I genitori hanno ottenuto i documenti per affidare Diana al fratello e così lui è diventato il tutore legale della sorella: «Quando siamo arrivati davanti agli ufficiali per mostrare i documenti abbiamo vissuto uno dei momenti peggiori dall’inizio di questa tragedia – racconta – perchè quando hanno visto che avevo 18 anni non volevano lasciarmi passare. Allora ho fatto finta di niente e ho ricominciato la fila davanti ad un altro ufficiale donna che, invece, è stata più comprensiva e ci ha fatto passare». Nel frattempo Angela e Beppe li hanno raggiunti alla frontiera polacca di Przemysl, diventato in queste settimane il grande campo di smistamento dei milioni di profughi in fuga dalla guerra.
Abbiamo provato a chiedere quali fossero i rapporti tra gli ucraini e gli ucraini russofoni prima dell’invasione da parte dell’esercito di Putin: «Le nostre culture e le nostre vite sono intrecciate e non c’è differenza di trattamento tra chi parla russo e chi parla ucraino – racconta Anna -. Molte famiglie sono miste e anche le nostre amicizie sono intrecciate. Non c’era nessuna discriminazione nei confronti dei russofoni e le formazioni di estrema destra che vengono dipinte come se fossero i padroni dell’Ucraina hanno un ruolo minoritario nella politica nazionale».
Questo rende ancora più inspiegabile ai loro occhi l’accanimento del presidente russo nei confronti del loro Paese: «Anche i soldati russi erano convinti di essere accolti come salvatori dal nazismo e invece si sono trovati davanti un popolo compatto che li respinge. Tra loro ci sono anche russofoni che non vogliono l’ingerenza russa» – aggiungono.

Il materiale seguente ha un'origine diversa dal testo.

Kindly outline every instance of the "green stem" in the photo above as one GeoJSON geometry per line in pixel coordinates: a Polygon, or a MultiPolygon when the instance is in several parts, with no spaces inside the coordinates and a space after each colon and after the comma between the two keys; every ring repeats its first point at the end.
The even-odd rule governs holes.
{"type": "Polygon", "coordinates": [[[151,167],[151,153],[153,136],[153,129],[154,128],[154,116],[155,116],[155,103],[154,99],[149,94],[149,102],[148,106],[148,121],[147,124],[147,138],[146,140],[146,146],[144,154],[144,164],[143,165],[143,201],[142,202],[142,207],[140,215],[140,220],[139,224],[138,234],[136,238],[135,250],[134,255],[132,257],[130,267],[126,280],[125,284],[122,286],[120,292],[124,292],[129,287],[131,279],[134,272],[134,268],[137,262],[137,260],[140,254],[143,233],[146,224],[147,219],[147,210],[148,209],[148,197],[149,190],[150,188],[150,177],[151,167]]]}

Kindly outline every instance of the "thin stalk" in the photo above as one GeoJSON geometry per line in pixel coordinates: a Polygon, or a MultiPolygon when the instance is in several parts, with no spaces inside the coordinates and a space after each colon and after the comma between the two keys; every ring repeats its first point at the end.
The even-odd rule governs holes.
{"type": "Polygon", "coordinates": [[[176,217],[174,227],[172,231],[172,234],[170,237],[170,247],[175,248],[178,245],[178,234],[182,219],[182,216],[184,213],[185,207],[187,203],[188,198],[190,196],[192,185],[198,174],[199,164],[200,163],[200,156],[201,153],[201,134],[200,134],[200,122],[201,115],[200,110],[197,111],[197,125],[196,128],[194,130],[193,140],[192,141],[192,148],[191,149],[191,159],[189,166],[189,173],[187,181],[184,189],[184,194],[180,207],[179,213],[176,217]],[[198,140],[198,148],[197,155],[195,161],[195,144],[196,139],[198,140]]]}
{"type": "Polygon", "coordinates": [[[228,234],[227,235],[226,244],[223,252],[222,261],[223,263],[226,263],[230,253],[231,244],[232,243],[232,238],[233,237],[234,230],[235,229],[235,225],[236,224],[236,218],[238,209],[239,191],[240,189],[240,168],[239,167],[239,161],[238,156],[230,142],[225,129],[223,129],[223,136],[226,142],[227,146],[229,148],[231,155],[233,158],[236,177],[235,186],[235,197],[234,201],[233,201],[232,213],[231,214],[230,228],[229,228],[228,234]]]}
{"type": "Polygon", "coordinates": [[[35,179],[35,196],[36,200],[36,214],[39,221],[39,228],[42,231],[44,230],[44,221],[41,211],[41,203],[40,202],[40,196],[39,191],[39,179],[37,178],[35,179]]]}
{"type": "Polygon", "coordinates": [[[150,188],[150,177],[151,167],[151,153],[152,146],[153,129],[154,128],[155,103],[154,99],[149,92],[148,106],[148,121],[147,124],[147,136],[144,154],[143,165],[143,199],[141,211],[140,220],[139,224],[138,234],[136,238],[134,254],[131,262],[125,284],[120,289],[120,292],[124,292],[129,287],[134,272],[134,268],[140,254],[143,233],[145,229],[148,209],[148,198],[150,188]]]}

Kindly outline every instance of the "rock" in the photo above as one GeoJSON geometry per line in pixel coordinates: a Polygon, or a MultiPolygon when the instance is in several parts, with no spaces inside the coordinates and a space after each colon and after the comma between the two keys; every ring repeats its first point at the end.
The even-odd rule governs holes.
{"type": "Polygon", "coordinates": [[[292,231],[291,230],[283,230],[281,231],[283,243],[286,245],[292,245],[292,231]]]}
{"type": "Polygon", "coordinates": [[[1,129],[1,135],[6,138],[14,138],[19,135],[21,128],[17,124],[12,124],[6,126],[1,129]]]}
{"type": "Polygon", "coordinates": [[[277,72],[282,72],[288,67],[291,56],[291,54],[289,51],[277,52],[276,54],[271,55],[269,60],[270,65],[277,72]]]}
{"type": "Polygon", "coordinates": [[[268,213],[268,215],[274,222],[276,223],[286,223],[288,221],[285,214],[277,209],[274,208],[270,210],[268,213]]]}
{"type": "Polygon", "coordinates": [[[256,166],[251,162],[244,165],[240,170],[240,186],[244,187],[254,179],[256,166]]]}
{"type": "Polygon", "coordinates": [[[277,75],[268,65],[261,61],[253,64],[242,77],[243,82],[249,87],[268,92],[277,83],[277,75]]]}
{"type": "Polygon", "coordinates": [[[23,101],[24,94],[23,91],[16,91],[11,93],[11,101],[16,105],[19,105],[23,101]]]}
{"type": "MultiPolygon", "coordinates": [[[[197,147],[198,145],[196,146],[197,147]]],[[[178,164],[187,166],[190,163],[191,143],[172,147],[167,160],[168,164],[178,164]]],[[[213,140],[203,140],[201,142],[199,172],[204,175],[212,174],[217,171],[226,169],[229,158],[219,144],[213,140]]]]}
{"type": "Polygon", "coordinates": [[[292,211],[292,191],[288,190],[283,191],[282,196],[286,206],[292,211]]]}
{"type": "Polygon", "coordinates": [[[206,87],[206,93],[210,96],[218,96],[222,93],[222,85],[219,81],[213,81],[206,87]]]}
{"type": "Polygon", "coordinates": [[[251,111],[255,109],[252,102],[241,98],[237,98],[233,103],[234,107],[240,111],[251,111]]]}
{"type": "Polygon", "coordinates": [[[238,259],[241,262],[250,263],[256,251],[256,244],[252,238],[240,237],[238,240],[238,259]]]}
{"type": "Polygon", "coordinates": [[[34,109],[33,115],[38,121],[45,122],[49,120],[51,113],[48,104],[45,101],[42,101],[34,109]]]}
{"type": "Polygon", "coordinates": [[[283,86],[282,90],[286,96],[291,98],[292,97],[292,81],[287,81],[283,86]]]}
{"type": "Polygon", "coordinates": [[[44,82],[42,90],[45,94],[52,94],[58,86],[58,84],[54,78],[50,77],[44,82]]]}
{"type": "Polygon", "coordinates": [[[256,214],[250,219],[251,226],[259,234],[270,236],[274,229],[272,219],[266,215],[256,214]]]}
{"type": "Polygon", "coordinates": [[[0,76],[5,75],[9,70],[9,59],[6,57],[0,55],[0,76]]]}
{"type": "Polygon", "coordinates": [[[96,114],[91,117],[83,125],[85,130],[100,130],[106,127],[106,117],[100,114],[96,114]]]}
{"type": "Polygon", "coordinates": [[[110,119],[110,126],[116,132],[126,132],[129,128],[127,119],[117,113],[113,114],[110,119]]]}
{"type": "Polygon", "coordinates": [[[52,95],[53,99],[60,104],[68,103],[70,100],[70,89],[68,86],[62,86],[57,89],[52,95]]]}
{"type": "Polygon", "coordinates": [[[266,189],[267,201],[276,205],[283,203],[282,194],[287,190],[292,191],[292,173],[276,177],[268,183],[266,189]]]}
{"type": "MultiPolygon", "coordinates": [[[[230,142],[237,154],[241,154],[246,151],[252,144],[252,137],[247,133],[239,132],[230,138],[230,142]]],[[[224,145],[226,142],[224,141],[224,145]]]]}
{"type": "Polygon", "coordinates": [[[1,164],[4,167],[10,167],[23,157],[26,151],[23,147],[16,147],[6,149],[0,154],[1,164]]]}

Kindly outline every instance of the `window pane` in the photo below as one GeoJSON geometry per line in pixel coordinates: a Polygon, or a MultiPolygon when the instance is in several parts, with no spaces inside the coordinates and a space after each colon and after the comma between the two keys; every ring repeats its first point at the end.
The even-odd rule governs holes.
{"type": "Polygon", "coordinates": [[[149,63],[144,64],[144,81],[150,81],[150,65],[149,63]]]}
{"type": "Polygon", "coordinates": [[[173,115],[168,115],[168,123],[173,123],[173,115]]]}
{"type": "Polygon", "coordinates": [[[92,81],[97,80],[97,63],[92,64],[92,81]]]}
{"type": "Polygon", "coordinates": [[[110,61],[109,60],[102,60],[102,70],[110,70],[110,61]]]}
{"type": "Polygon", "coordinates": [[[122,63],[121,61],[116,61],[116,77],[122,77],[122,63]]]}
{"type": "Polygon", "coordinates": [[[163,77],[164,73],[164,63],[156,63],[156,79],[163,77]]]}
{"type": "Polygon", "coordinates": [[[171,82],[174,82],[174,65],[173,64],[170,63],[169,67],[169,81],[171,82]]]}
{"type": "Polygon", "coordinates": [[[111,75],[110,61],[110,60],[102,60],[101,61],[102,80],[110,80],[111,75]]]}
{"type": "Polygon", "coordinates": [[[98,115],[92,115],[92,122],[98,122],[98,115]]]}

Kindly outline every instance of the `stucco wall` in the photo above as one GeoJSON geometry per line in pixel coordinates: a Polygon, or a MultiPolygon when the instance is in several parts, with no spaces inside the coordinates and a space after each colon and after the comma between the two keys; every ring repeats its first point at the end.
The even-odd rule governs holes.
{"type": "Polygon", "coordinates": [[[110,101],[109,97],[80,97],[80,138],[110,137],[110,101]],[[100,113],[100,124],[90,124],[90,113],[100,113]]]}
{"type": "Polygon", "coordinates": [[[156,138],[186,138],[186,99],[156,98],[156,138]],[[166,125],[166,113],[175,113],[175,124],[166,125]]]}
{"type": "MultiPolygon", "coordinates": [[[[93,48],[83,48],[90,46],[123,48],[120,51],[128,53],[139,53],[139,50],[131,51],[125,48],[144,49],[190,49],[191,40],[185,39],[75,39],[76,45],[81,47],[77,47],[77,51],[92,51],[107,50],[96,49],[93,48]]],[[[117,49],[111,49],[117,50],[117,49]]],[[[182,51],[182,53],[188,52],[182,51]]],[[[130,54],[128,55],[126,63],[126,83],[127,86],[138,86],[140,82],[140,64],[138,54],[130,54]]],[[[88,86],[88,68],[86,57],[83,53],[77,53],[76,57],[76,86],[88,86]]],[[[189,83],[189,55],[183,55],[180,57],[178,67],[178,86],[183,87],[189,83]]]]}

Se Olga, Anna e Artem danno l’impressione di reagire in maniera positiva a questa situazione non si può dire lo stesso per la piccola Diana. Il suo sguardo perso nel vuoto e il suo rifiuto al dialogo con noi, unitamente ad un carattere già piuttosto timido, è l’effetto di questa guerra sulla mente di una pre-adolescente sradicata dalla propria vita e dalla propria famiglia. Sa benissimo che questa non è la vacanza annuale in Italia che si conclude con un sereno rientro a casa ma l’inizio di una fase della sua vita, senza certezze. Ci vorrà tutta l’energia di Angela e Beppe per ridare a Diana il suo sorriso e i suoi 12 anni.